The two acronyms, 'GATT' and 'GATS' are often confused. The General Agreement on Tariffs and Trade (GATT) is the trade agreement agreed in 1947 after the failure of the U.S. congress to ratify the International Trade Organisation that had been proposed at Bretton Woods, along with the International Monetary Fund (IMF) and the World Bank. GATS, the General Agreement on Trade in Services, is the agreement within the WTO on trade in services. It became part of the WTO in 1995.

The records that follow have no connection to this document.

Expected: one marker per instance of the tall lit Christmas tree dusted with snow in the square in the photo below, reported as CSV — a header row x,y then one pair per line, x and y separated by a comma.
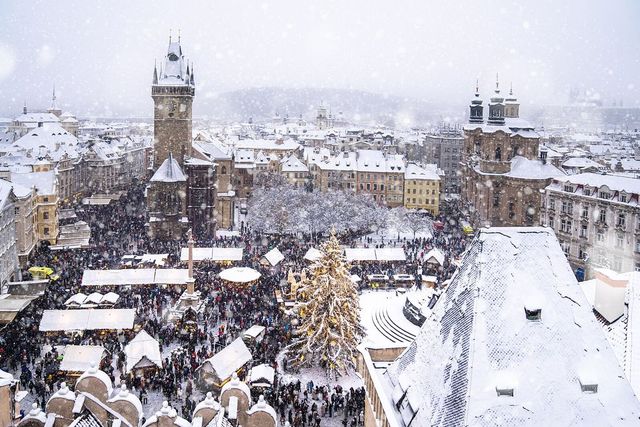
x,y
329,316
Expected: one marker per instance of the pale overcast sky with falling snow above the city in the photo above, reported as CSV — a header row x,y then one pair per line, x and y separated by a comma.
x,y
100,54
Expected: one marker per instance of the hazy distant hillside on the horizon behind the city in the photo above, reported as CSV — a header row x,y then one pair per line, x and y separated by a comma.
x,y
262,104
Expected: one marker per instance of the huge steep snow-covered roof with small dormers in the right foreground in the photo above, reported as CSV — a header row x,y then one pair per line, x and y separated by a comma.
x,y
512,339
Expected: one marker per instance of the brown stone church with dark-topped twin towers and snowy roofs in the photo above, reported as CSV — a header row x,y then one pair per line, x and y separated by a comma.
x,y
504,171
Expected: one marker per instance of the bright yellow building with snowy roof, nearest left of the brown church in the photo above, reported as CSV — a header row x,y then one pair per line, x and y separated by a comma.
x,y
422,188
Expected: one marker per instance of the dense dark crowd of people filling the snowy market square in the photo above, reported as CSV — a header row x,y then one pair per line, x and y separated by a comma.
x,y
118,229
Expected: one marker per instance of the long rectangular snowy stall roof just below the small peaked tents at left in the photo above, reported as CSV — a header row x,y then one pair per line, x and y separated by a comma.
x,y
86,320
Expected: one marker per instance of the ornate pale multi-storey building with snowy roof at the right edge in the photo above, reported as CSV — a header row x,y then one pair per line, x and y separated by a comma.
x,y
597,220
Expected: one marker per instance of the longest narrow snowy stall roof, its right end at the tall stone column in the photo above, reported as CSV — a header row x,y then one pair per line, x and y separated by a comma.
x,y
135,276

Export subsidies and domestic subsidies
It is important to distinguish between domestic subsidies and export subsidies. The former are paid to farmers for producing agricultural products. The latter help farmers export their products. This may seem obvious, but the EU in particular often refers ambiguously to reductions it has made in subsidies, without specifying that this is not a reference to the market distorting domestic subsidies but to the less significant export subsidies. Therefore the claims it makes are often not as dramatic as they appear to be.
Winners and losers
It is important to note that removing all subsidies is not the only answer for improving developing country agricultural opportunities. Many developing countries have preferential access through trade agreements. This often means these countries have built up substantial industry or agriculture in areas where others countries will have more competitive sectors if all barriers are removed. In any change in trading relationships there are winners and losers, so adjustment policies must be considered.
Percentages
It is important to put percentages and figures into context, as reports can be misleading. For example, although the Doha Ministerial Declaration obliges Developed Countries to provide duty and quota-free access for 97% of Least Developed Country exports as of 2008, the remaining 3% reservation will account for 330 tariff lines. This could mean depriving some countries of market access for all their key products.